Angel House of Georgia open house
When: 4-7 p.m. Tuesday
Where: The location of Angel House is not being released for the security of its residents. Those interested in attending can call 770-572-7945 to obtain the address.
The home feels new yet loved, with crisp white walls meeting floorboards that sag at the seams.
It’s fitting, considering this space will soon become home to women seeking a new life free of drug addiction, a new life born in love and faith for the future.
“We want to give them hope,” said Bettye Barbani, the program director at the Angel House of Georgia, a new women’s substance abuse center in Gainesville. “... A lot of them, they’ve been living out in the drug world and they don’t know, they’ve gotten so far away from normal living.”
The center will hold an open house on Tuesday, what will be a culmination of a six-month leap of faith for founder Angela English. With a background in business, English doesn’t have experience in substance abuse treatment. But she’s seen it firsthand while watching her boyfriend of five years struggle and finally seek help.
“I’m not an addict, but I have been able to see the other side of how drugs affect the family,” English said as she leaned back in a chair on the home’s large side porch. “I’ve been affected by it. I’ve been living with someone that’s a drug addict. That’s not pretty.”

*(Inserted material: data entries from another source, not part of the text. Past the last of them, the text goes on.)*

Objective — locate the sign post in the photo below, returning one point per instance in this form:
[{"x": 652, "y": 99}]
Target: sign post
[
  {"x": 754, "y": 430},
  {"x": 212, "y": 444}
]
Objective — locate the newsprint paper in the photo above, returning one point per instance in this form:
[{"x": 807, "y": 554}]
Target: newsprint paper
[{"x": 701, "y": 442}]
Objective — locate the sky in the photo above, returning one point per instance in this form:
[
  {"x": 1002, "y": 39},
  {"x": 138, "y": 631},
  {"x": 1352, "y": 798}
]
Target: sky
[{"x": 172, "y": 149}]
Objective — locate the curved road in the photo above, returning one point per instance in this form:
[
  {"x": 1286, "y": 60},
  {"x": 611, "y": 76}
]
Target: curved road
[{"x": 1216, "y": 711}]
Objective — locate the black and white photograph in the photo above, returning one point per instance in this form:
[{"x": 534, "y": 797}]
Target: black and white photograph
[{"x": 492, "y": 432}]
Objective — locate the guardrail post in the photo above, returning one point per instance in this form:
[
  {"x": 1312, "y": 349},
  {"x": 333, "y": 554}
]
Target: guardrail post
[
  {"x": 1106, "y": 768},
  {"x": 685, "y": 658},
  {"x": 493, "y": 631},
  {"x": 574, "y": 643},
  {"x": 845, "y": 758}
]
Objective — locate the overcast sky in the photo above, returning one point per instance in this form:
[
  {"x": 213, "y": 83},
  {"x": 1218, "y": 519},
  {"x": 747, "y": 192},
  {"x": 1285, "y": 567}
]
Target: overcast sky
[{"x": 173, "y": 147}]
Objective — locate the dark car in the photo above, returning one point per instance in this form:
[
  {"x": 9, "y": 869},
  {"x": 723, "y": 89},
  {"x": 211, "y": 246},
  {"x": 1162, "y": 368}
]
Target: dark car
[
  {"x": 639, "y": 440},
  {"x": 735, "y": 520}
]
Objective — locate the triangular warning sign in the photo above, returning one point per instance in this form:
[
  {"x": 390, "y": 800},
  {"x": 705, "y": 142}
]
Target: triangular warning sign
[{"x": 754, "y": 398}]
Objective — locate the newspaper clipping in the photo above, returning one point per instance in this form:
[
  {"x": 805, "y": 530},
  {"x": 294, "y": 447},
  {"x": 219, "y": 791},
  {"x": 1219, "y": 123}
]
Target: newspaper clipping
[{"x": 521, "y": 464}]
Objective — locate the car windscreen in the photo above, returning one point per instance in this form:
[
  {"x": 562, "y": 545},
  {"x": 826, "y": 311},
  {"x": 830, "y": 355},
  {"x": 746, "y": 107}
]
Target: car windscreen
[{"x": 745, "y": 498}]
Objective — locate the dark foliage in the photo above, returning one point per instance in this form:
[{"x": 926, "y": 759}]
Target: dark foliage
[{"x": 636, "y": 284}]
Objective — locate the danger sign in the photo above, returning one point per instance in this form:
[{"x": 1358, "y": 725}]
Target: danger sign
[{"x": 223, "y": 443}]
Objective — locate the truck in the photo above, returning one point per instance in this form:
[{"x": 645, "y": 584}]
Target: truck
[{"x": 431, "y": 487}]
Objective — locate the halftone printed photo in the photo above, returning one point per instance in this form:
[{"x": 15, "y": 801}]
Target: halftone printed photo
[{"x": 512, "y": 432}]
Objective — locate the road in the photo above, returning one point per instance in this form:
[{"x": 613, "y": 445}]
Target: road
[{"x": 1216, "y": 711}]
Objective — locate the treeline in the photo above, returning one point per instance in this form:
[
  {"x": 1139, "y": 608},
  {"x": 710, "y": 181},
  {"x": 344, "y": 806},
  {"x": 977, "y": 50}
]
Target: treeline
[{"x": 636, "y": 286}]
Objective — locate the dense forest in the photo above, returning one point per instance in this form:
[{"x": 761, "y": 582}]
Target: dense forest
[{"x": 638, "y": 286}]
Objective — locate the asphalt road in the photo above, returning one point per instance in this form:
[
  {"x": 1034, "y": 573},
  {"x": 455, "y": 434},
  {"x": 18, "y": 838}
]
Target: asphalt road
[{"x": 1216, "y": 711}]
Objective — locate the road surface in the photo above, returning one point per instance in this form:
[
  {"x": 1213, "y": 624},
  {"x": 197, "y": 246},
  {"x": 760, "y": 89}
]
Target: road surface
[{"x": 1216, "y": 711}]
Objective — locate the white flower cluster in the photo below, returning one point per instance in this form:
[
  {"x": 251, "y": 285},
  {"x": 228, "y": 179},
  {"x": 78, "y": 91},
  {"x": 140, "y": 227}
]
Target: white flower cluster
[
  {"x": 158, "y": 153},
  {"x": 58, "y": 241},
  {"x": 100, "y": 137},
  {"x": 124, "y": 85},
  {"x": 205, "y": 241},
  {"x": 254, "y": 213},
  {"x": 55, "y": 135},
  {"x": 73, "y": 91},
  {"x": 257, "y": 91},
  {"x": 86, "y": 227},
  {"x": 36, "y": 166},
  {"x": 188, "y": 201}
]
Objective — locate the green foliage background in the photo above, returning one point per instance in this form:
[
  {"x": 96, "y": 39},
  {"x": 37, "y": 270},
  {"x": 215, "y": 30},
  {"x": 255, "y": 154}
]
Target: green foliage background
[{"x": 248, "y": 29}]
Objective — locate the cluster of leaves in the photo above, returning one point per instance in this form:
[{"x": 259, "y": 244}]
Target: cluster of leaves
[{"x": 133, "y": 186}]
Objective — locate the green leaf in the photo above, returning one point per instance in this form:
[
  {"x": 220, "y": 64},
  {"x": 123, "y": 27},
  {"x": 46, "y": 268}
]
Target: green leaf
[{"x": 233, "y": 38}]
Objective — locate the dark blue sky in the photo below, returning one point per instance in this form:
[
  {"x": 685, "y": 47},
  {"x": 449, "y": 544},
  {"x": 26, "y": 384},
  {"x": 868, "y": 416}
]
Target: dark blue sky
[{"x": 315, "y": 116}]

In going to treatment meetings with her boyfriend, English met people who told her about the area’s lack of woman-focused residential treatment centers. Many enter treatment in surrounding counties, leaving their families behind for the entirety of the stay, she was told.
Wanting to fill that void and help those who have struggled like her boyfriend, English decided to open a treatment center. She rented a home, hired Barbani to be the substance abuse counselor and brought a psychologist on board to offer emotional counseling.
She’s funded the venture privately. But she’s seeking grants and donations with the ultimate goal of keeping Angel House an affordable option for women seeking help.
The four-bedroom house will hold up to 16 women who will go through a four-month treatment program. Many will stay longer, Barbani and English believe. But in the beginning each of the women will undergo the same intensive one-on-one substance abuse treatment and group counseling sessions.
Once the women go there, they will have already gone through detox and been clean for 30 days, but keeping them sober will be the hard part, said Barbani a 23-year veteran in the field.
“We’re going to be teaching them communication skills. They’re going to be living here and they’re going to get used to that,” she said. “Relationship skills, they need to know how to have healthy relationships. They need to know what to do if they get tempted.”
A house manager will be at the center at nights and over the weekends to make sure the house rules, like random drug screenings and regular meeting attendance, are being met.
English and Barbani hope Tuesday’s open house will be the first step to getting women in the facility for treatment.
They’ve invited individuals from every side of the drug-counseling world — drug court officials, Department of Children and Family Services employees, probation officers and owners of other substance abuse centers.
That’s where their clients will come from, English said. But first, the center needs to build trust with the community.
“We need to show to them and the probation officers and the community what we do,” she said. “That’s why we’re having the open house so they can come here. They can see what we’re doing and they’ve got the trust to send the people that they’re working with to us.”
The home is ready for women who are ready for help, English said. She hopes that soon the bedrooms will be full and new lives will be starting at Angel House.
“I want for them to come here and feel comfortable,” she said. “I want them to feel at home and feel like they’re going to have a new opportunity.”